CLP: What are diagnostic companies such as BD doing to improve outcomes?

Murray: At BD, we have been focusing our efforts on multiple dimensions of the diagnostic process. Our primary goals are to improve both conventional approaches to blood culture collection and organism identification, as well as advance antimicrobial susceptibility testing. From a product standpoint, developments such as the BD BACTEC™ Blood Culture System for the rapid and sensitive detection of bloodstream infections are addressing several of these goals in combination.The system includes blood culture media with the previously mentioned antimicrobial-neutralizing resin beads, which have demonstrated notable pathogen recovery. Additionally, the BD BACTEC FX Blood Culture System also allows for remote placement of blood culture instruments in high-volume areas of the hospital, such as the emergency department and intensive care unit, thus eliminating delays in transporting blood culture bottles to the laboratory and associated delays in detection of positive cultures.
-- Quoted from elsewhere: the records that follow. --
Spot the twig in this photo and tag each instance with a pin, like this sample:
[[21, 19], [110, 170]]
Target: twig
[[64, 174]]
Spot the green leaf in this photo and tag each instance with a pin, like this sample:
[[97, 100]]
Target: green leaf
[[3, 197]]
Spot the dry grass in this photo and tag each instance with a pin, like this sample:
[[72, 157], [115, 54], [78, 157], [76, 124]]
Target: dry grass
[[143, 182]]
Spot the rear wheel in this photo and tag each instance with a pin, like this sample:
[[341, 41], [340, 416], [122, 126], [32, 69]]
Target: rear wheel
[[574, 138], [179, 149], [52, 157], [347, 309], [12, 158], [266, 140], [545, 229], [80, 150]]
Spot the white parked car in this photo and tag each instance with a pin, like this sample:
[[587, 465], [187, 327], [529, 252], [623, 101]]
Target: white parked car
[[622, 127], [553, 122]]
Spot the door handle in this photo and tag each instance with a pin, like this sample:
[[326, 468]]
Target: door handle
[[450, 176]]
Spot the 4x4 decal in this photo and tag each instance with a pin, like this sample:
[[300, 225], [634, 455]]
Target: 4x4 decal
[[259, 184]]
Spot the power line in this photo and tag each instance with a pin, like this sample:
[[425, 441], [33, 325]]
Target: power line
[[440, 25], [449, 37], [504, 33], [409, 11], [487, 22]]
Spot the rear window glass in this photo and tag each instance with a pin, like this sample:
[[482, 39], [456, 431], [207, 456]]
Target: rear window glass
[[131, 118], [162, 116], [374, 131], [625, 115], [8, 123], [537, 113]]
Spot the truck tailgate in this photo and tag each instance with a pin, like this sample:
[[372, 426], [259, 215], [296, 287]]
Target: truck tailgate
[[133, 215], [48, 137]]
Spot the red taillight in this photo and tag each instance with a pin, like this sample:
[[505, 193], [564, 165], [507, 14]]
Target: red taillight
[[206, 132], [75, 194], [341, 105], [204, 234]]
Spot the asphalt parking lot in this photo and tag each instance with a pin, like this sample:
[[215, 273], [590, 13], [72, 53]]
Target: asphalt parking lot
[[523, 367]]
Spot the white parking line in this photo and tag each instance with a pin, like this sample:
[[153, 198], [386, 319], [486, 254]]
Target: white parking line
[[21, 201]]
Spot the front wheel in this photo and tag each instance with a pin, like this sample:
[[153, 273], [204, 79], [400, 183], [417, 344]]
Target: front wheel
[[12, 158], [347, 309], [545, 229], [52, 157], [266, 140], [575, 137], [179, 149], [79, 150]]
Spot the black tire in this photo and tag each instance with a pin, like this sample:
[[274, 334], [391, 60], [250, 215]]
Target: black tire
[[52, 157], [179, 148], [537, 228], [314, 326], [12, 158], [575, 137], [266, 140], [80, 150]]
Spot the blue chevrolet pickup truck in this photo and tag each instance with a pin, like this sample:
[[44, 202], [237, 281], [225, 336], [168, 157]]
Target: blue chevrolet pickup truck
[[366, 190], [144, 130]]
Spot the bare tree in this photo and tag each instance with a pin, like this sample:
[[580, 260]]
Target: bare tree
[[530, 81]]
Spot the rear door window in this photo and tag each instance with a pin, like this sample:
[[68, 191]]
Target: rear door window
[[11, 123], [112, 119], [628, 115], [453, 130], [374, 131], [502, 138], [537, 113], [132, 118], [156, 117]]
In addition, BD has extensive experience in microbiology and is currently working with Bruker Daltonics, which has experience in mass spectrometry, to produce integrated systems that decrease the time for organism identification and antimicrobial susceptibility test results. There is also a broad effort to standardize the diagnosis process, as there is still room to reduce technical errors and speed time to results.

Ultimately, BD and other diagnostic companies are trying to improve the efficiency of the whole diagnosis process through product design, standardization, and advanced technology.
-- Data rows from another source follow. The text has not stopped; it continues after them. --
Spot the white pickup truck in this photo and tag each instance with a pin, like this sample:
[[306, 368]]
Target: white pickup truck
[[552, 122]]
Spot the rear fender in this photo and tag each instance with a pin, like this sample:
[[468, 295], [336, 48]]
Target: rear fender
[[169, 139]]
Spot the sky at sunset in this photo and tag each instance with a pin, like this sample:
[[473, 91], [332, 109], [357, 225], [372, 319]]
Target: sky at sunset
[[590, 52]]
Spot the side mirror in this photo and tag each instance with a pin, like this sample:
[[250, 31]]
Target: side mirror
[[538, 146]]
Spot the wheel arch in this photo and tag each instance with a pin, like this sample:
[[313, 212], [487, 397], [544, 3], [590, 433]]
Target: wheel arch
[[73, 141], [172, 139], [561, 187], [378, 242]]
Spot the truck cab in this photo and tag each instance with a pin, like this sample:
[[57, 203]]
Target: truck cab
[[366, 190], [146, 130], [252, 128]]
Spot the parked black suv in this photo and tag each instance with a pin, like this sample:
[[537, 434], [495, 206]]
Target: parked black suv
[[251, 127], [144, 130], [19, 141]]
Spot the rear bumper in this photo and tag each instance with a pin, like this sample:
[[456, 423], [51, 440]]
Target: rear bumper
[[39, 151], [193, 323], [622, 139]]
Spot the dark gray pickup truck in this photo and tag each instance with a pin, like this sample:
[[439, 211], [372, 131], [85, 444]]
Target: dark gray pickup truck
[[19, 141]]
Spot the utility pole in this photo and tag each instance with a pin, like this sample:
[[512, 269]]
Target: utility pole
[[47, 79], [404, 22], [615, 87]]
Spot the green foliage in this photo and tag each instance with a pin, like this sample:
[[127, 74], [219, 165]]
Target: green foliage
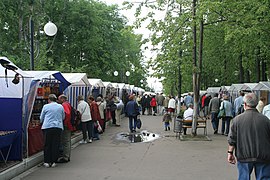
[[92, 37], [232, 29]]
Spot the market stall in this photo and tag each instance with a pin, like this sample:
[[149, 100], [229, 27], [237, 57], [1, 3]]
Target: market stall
[[248, 87], [79, 86], [47, 82], [225, 89], [116, 88], [122, 90], [262, 89], [14, 87], [141, 91], [234, 91], [97, 87], [109, 89]]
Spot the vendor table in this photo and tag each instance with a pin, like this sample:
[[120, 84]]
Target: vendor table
[[35, 140], [6, 140]]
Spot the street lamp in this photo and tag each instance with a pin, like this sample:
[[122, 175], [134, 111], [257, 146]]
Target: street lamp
[[127, 74], [50, 29], [115, 73]]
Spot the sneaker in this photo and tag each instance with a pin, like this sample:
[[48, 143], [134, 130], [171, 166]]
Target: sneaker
[[46, 165], [53, 165], [83, 142]]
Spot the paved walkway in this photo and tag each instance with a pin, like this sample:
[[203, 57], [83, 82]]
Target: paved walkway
[[166, 158]]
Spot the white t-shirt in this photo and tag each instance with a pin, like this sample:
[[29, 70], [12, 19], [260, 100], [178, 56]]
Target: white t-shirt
[[171, 103], [188, 114]]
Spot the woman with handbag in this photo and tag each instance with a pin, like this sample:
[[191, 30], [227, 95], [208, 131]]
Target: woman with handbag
[[227, 108]]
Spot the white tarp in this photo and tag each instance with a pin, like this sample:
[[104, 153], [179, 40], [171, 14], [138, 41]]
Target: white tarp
[[107, 84], [115, 85], [213, 89], [262, 86], [122, 86], [248, 86], [79, 79], [96, 83], [9, 89]]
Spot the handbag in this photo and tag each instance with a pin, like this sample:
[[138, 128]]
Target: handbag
[[222, 112], [98, 127], [139, 123]]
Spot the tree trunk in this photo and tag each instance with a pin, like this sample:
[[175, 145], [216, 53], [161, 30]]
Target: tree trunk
[[241, 69], [258, 65], [195, 71]]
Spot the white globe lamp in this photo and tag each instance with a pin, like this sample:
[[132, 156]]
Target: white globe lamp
[[50, 29], [115, 73]]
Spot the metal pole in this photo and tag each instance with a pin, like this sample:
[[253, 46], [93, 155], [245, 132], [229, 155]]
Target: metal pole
[[31, 25]]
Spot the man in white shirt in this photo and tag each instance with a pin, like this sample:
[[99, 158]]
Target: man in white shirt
[[171, 106], [266, 111], [188, 115]]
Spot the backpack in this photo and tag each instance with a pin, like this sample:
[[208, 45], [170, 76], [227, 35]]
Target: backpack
[[240, 109], [75, 116]]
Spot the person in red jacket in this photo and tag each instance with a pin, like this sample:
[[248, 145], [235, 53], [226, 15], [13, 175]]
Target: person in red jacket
[[153, 104], [66, 133], [95, 115]]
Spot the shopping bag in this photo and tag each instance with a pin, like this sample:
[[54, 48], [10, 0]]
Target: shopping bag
[[221, 113], [139, 123]]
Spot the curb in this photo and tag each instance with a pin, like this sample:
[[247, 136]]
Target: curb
[[30, 162]]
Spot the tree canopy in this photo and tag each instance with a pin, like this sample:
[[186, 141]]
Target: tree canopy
[[235, 44], [92, 37]]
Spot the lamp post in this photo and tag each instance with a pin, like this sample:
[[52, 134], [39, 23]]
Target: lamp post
[[127, 74], [115, 73], [50, 29]]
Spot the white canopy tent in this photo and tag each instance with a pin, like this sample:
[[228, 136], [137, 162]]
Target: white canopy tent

CLP: Beyond faster detection, what other implications would improved diagnostic techniques provide?

Murray: Achieving faster time to detection is a catalyst to achieving the other half of the equation: actionable results that can guide patient management. With sepsis, the nature of the condition not only requires that the pathogen be identified quickly, but also that such information is used to determine the appropriate treatment for the patient. Given the large variety of both causative agents and treatment options, there are countless combinations to achieving patient care, and it is crucial that each patient receives the right one. As we improve speed of diagnosis, we are also managing to improve accuracy by quickly collecting key information that can be put into action to improve patient outcome.

Additionally, as we continue to increase the efficiencies of diagnostic techniques, it stands to reason that these efficiencies will be seen at the broader hospital and health care system levels as well. Between 2000 and 2008, the number of US hospital admissions for sepsis more than doubled, and in the United States alone, more than $17 billion a year is spent managing severe sepsis patients. This tremendous burden on our health care system could be lessened with improved diagnostic techniques that yield downstream results of shorter hospital stays, targeted treatments, and lower costs of care.
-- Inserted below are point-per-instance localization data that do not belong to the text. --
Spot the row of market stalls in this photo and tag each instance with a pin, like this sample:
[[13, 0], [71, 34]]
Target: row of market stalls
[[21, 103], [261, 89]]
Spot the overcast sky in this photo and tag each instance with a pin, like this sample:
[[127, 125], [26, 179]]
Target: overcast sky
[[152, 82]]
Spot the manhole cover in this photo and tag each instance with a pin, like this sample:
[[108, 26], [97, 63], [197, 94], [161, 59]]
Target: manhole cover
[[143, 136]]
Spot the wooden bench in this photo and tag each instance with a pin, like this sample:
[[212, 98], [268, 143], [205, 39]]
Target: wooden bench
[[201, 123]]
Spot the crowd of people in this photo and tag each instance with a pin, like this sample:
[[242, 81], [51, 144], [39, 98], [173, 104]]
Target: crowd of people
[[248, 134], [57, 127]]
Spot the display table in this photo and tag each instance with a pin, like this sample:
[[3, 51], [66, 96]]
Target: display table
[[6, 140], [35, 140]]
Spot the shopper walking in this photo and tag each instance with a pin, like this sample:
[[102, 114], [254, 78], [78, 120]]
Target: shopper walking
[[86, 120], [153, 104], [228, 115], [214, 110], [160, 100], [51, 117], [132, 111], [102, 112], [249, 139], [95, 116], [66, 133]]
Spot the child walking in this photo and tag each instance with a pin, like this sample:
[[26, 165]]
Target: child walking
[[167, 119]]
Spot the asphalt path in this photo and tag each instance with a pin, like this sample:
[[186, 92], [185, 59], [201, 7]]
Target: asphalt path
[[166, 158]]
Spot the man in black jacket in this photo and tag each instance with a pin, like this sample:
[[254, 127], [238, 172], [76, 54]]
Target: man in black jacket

CLP: What steps can health care providers take to improve sepsis diagnosis and management?

Murray: First, the work to improve sepsis diagnosis and management is under way, and many hospitals and health care systems are already examining their current practices and putting new practices into place with this specific goal in mind. Since sepsis diagnosis is largely dependent on positive blood cultures, a key step providers can take moving forward is optimizing the blood culture collection process, such that specimens are in the best condition possible for analysis. This means ensuring an adequate amount of blood is cultured in both aerobic and anaerobic bottles, and that appropriate media are used for specimens collected from patients on antimicrobial therapy.

Integration and communication are also essential. The implementation of new, advanced diagnostics will require procedural shifts across the process so that reductions in time to diagnosis are properly leveraged and the opportunity exists culturally to make faster, more accurate treatment decisions in real-time using the output of advanced blood culture systems.